Glucocorticoid inhibition of Na-Pi cotransport in renal epithelial cells is mediated by protein kinase C.

The effect and mechanism of action of glucocorticoids (GC) on Na-Pi cotransport were evaluated in opossum kidney cells. Dexamethasone (1-1000 nM) inhibited sodium-dependent Pi uptake in a time- and concentration-dependent manner. Inhibition was maximal after a 6-h incubation with dexamethasone and was prevented by cycloheximide and actinomycin D. The effect was related to a 37% decrease of the Vmax value after incubation with 100 nM dexamethasone.
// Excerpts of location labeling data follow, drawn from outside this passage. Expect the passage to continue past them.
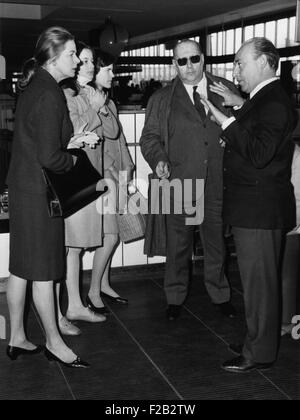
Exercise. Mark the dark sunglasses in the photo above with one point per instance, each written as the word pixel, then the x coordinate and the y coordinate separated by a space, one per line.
pixel 183 61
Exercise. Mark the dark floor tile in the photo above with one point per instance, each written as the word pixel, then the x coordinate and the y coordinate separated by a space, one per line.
pixel 138 354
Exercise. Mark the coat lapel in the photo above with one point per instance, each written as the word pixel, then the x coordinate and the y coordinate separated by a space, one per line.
pixel 186 101
pixel 250 103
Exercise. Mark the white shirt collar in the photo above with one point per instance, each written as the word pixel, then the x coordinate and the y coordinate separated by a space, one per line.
pixel 262 85
pixel 201 89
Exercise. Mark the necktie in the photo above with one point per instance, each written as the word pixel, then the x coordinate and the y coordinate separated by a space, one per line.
pixel 198 104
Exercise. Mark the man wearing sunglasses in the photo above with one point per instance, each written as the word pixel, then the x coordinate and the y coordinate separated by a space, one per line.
pixel 180 141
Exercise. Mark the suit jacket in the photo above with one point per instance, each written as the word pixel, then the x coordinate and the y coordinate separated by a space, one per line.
pixel 42 131
pixel 257 163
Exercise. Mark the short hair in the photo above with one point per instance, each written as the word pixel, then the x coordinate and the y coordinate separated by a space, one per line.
pixel 186 41
pixel 104 59
pixel 265 46
pixel 49 45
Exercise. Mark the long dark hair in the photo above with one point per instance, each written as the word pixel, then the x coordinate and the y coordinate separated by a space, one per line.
pixel 104 60
pixel 72 82
pixel 49 45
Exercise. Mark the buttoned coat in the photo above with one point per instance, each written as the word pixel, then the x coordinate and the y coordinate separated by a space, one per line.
pixel 258 157
pixel 156 147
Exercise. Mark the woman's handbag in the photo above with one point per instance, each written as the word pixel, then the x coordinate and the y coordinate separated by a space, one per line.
pixel 69 192
pixel 132 224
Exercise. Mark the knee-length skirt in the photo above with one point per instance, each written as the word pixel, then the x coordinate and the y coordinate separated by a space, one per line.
pixel 37 250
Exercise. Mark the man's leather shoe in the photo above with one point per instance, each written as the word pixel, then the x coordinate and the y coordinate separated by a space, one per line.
pixel 173 312
pixel 242 365
pixel 227 309
pixel 236 348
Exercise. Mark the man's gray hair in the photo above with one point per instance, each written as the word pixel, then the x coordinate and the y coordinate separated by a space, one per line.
pixel 265 46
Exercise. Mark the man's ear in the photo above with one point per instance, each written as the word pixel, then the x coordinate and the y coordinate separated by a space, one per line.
pixel 263 61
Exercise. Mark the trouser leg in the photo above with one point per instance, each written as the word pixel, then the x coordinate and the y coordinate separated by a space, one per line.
pixel 290 277
pixel 212 236
pixel 179 253
pixel 258 254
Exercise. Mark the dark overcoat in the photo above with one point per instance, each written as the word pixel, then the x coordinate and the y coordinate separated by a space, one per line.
pixel 257 163
pixel 42 132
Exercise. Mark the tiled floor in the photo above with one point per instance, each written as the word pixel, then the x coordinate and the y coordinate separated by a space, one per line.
pixel 138 355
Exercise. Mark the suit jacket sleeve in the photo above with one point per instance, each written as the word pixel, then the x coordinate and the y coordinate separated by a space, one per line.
pixel 151 142
pixel 79 117
pixel 49 131
pixel 260 141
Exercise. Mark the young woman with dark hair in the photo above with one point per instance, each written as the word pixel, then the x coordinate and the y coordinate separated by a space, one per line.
pixel 116 158
pixel 83 230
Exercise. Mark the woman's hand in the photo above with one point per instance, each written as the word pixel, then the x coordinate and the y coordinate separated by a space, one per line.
pixel 82 139
pixel 230 98
pixel 163 170
pixel 217 115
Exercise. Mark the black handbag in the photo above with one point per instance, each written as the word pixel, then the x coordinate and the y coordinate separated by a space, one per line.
pixel 71 191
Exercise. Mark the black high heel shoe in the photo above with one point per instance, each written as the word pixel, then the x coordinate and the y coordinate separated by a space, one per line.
pixel 14 352
pixel 117 299
pixel 76 364
pixel 101 311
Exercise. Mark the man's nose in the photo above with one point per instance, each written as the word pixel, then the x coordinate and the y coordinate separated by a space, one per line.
pixel 189 63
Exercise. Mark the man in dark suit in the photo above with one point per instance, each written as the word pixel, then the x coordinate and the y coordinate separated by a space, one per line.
pixel 180 142
pixel 259 201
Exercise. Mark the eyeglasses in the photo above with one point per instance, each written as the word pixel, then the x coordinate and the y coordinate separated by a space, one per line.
pixel 183 61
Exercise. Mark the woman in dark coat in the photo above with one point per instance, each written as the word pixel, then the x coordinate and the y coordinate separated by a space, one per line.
pixel 42 132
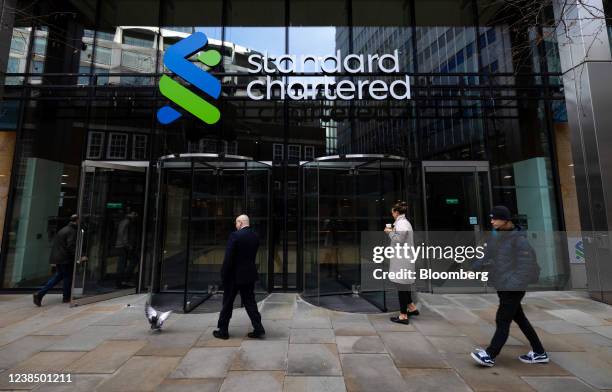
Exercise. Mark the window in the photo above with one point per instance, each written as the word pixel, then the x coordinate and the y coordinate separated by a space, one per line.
pixel 117 146
pixel 293 152
pixel 233 148
pixel 103 55
pixel 277 152
pixel 137 61
pixel 135 39
pixel 18 45
pixel 13 65
pixel 37 66
pixel 40 46
pixel 95 141
pixel 309 153
pixel 139 147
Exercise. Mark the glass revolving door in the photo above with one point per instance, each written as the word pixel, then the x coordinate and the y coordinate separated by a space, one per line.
pixel 199 197
pixel 343 197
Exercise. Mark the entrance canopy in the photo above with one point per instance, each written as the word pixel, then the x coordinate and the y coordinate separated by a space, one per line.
pixel 198 199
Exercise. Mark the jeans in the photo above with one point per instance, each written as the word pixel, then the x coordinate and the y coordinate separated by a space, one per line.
pixel 510 309
pixel 63 273
pixel 247 294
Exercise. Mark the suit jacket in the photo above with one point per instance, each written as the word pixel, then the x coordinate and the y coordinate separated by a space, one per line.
pixel 239 262
pixel 64 245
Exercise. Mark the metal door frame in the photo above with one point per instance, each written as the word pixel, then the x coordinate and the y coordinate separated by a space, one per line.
pixel 474 167
pixel 89 166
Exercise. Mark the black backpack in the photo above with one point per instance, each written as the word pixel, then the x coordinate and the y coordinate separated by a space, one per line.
pixel 534 267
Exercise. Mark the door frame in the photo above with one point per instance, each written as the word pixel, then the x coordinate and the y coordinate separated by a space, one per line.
pixel 88 166
pixel 456 167
pixel 474 167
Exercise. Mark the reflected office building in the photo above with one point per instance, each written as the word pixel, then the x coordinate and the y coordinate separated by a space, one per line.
pixel 498 113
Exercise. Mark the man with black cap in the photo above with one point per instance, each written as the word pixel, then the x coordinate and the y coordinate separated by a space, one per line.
pixel 512 265
pixel 62 255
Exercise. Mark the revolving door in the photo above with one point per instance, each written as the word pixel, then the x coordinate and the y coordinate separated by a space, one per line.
pixel 343 198
pixel 198 198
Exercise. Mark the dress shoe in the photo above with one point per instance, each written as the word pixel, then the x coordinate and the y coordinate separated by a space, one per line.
pixel 398 320
pixel 256 334
pixel 37 299
pixel 220 334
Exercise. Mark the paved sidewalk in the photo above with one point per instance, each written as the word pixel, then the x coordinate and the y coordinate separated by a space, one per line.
pixel 108 347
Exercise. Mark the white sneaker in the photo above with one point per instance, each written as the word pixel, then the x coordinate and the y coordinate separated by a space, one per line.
pixel 532 357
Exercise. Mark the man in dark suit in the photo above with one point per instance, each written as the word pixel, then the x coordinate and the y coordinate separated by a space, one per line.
pixel 238 275
pixel 62 256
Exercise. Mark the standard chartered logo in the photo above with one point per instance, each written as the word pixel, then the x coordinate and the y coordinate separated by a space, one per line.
pixel 176 61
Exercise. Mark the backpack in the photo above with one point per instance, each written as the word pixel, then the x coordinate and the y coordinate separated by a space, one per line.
pixel 534 267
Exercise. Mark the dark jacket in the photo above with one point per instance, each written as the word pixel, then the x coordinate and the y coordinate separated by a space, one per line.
pixel 64 245
pixel 239 262
pixel 510 260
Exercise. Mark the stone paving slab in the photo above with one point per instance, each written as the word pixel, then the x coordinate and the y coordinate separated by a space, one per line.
pixel 313 384
pixel 360 345
pixel 371 372
pixel 381 323
pixel 42 362
pixel 205 362
pixel 80 383
pixel 262 355
pixel 21 349
pixel 253 382
pixel 557 384
pixel 318 335
pixel 480 378
pixel 190 385
pixel 559 326
pixel 313 360
pixel 587 367
pixel 140 374
pixel 72 324
pixel 86 339
pixel 604 330
pixel 169 343
pixel 434 380
pixel 577 317
pixel 107 357
pixel 409 349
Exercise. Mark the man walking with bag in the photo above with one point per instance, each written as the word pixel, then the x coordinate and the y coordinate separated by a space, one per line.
pixel 238 275
pixel 62 255
pixel 512 265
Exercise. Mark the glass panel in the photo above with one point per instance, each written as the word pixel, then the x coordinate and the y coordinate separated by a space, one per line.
pixel 126 42
pixel 258 209
pixel 311 252
pixel 112 207
pixel 344 198
pixel 207 235
pixel 176 188
pixel 455 213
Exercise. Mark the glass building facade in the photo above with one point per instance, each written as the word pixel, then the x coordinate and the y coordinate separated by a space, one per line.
pixel 80 91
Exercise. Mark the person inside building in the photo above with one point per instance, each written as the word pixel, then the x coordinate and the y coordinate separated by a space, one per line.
pixel 401 233
pixel 512 265
pixel 62 256
pixel 238 275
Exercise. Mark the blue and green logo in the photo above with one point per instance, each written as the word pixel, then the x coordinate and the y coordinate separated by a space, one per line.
pixel 176 60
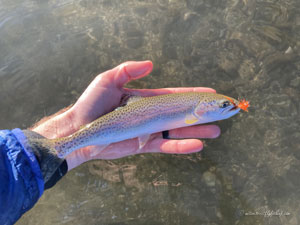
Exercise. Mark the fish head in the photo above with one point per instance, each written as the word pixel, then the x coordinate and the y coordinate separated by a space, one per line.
pixel 215 107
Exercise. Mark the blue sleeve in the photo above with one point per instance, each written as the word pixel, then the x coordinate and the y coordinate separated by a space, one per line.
pixel 21 181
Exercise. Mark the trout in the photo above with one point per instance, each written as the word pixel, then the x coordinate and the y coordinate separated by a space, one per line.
pixel 142 116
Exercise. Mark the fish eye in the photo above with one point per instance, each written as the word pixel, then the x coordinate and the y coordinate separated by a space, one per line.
pixel 225 104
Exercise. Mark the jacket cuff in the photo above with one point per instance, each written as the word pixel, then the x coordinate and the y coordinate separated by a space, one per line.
pixel 34 164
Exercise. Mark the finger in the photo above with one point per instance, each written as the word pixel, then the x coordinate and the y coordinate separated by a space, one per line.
pixel 175 146
pixel 126 72
pixel 162 91
pixel 203 131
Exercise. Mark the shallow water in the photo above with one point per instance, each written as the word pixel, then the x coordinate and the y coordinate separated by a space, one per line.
pixel 51 50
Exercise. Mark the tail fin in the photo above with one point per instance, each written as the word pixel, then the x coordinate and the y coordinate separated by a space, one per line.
pixel 45 152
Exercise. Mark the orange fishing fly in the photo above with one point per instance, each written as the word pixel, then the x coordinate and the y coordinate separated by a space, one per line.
pixel 243 104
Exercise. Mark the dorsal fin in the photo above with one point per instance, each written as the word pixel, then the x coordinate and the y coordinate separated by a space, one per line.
pixel 128 99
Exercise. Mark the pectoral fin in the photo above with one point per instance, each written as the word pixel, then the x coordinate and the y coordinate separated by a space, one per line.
pixel 143 140
pixel 190 119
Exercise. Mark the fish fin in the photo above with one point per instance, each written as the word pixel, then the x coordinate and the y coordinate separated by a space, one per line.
pixel 128 99
pixel 190 119
pixel 96 149
pixel 143 140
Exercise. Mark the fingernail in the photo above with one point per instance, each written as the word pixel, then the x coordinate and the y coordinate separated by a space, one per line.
pixel 138 69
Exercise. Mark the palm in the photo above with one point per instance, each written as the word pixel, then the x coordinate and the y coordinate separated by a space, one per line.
pixel 104 94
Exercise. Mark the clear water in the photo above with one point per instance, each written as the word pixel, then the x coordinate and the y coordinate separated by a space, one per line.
pixel 50 50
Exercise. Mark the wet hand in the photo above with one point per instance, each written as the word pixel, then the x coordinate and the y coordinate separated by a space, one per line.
pixel 104 95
The effect of dexamethasone was mimicked by cortisol and blocked by GC receptor antagonists RU38486 and progesterone. GC affected neither glucose or alanine uptake nor Na/H exchange activity. Inhibition of Pi uptake persisted when Na/H was blocked by amiloride or dimethylamiloride. GC had no effect on basal or parathyroid hormone- and forskolin-stimulated intracellular cAMP content. Dexamethasone and extracellular cAMP, parathyroid hormone, or 3-isobutyl-1-methylxanthine had additive inhibitory effects on Pi uptake. Staurosporine, GF109203X, or calphostin C (three dissimilar inhibitors of protein kinase C (PKC)) and PKC down-regulation blunted the inhibitory effect of glucocorticoids on Pi uptake. GC increased both membrane-bound PKC activity and the membrane/cytosol PKC activity ratio. This is the first report of GC activation of PKC in renal cells, which appears to mediate the steroid inhibitory effect on Pi transport.